CASP is an organization that manages community-wide experiments to measure the state-of-the-art in modeling of protein structure from amino acid sequence. The core principle of CASP is fully blinded testing of structure prediction methods, and that is what CASP has held every 2 years, since 1994.
The experiment covers an approximately 9-month period. Sequences of proteins for which the structure is about to be solved by X-ray or NMR methods are first requested from the experimental community. These sequences are distributed to registered members of the modeling community, who submit models before there is any release of the experimental data. Models are then evaluated by a battery of automated methods and assessed by independent assessors.
Experimental structures are currently available for less than 1/1000th of the proteins for which sequence is known, so modeling has a major role to play in providing structural information for a wide range of biological problems. During the almost 20 years of the CASP experiments the structure modeling field has changed enormously. In 1994, there were only 229 unique protein folds known, so that most sequences of interest had no detectable homology to known structures, and could only be modeled by “ab initio” methods. Such modeling was known as a “grand challenge” problem in computational biology and it was expected that physics methods, together with a better understanding of the process by which proteins fold, would lead to a solution. At present, there are about 87,000 structures in the Protein databank, and these span about 1393 folds, so that a homology model can be produced for in excess of half of all protein domains of known sequence. Homology models change greatly in accuracy depending on a number of factors, and for that reason CASP has encouraged the development of methods that can estimate the likely overall accuracy of a model and accuracy at the individual amino acid level. The accuracy of homology models, as monitored by CASP, has been improved dramatically, through a combination of improved methods, larger databases of structure and sequence, and feedback from the CASP process. Ab initio modeling methods have also improved substantially, from a very low base in the first CASP experiment. Refinement of initial models is also an area where more physics-based approaches are expected to contribute. CASP has focused on the issue of refinement and encouraged members of the physics community to become involved, and these efforts bore fruit in CASP10.
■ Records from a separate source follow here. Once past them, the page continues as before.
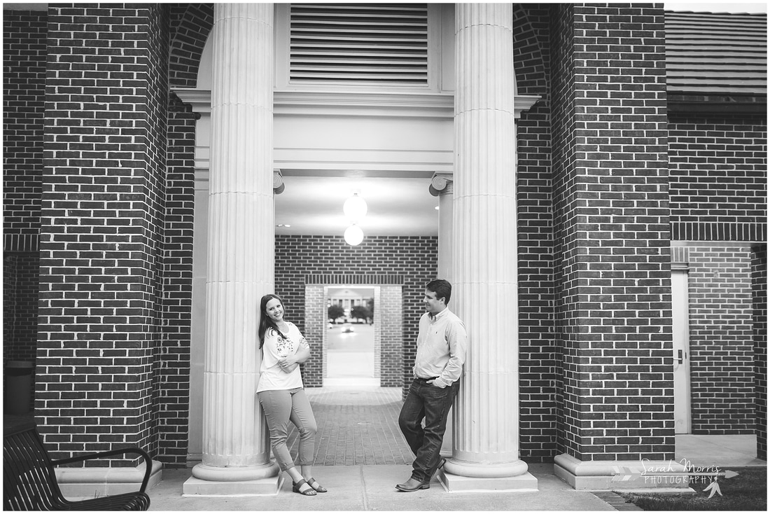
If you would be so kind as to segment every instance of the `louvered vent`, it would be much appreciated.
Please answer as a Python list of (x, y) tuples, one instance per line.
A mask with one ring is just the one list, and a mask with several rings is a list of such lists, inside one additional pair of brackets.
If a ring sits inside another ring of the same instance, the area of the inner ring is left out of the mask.
[(426, 86), (427, 4), (292, 4), (293, 83)]

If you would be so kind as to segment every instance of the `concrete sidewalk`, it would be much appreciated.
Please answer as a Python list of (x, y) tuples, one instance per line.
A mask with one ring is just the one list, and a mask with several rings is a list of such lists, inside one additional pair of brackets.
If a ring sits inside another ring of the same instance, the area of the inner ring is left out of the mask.
[[(638, 510), (611, 492), (575, 491), (554, 475), (550, 463), (529, 465), (537, 479), (535, 492), (447, 492), (434, 478), (429, 489), (400, 492), (394, 485), (409, 478), (413, 459), (398, 428), (400, 388), (326, 387), (309, 388), (307, 394), (318, 423), (313, 475), (329, 492), (303, 496), (284, 482), (277, 495), (183, 496), (191, 469), (166, 469), (149, 492), (150, 510)], [(293, 427), (287, 443), (296, 455)], [(675, 455), (676, 461), (696, 466), (766, 465), (755, 457), (753, 435), (677, 435)]]
[(163, 480), (149, 492), (150, 510), (269, 511), (613, 511), (591, 492), (575, 491), (553, 474), (553, 465), (534, 464), (538, 489), (531, 492), (447, 492), (434, 479), (430, 489), (400, 492), (393, 487), (409, 478), (407, 465), (316, 466), (315, 478), (329, 489), (316, 496), (291, 491), (286, 480), (277, 495), (182, 496), (189, 469), (164, 469)]

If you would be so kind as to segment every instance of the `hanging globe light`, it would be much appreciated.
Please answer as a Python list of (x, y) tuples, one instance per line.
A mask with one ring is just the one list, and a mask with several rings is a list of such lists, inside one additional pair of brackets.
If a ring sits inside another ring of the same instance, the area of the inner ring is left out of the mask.
[(343, 212), (351, 223), (357, 223), (367, 215), (369, 209), (367, 200), (358, 196), (357, 193), (353, 193), (353, 196), (345, 200), (342, 206)]
[(358, 225), (350, 225), (345, 230), (345, 242), (351, 247), (361, 244), (363, 240), (363, 230)]

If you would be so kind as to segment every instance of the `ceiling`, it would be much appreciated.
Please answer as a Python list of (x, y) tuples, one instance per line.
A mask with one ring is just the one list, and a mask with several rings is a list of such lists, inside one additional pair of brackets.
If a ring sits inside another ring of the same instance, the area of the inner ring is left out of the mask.
[(343, 204), (356, 192), (369, 207), (358, 223), (364, 238), (438, 234), (430, 178), (284, 176), (283, 183), (275, 197), (276, 234), (342, 236), (350, 225)]

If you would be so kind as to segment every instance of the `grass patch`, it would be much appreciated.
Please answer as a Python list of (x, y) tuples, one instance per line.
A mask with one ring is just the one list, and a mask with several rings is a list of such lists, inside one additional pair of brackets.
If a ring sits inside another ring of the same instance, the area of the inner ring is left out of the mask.
[[(728, 469), (720, 471), (728, 471)], [(690, 487), (695, 494), (638, 494), (623, 492), (621, 496), (644, 510), (758, 510), (767, 511), (767, 468), (730, 468), (738, 473), (731, 479), (719, 478), (721, 492), (709, 498), (704, 491), (709, 482), (698, 481)]]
CASP contestants are given protein sequences whose structures have been solved by x-ray crystallography and NMR, but not yet published. Each contestant predicts the structures and submits the results to the CASP organizers before the structures are made publicly available. The results of the predictions are compared with the newly determined structures using structure alignment programs such as VAST, SARF, and DALI. In this way, new prediction methodologies can be evaluated without the possibility of bias. The predictions can be made at various levels of detail (secondary or tertiary structures) and in various categories (homology modeling, threading, ab initio). This experiment has been shown to provide valuable insight into the performance of prediction methods and has become the major driving force of development for protein structure prediction methods.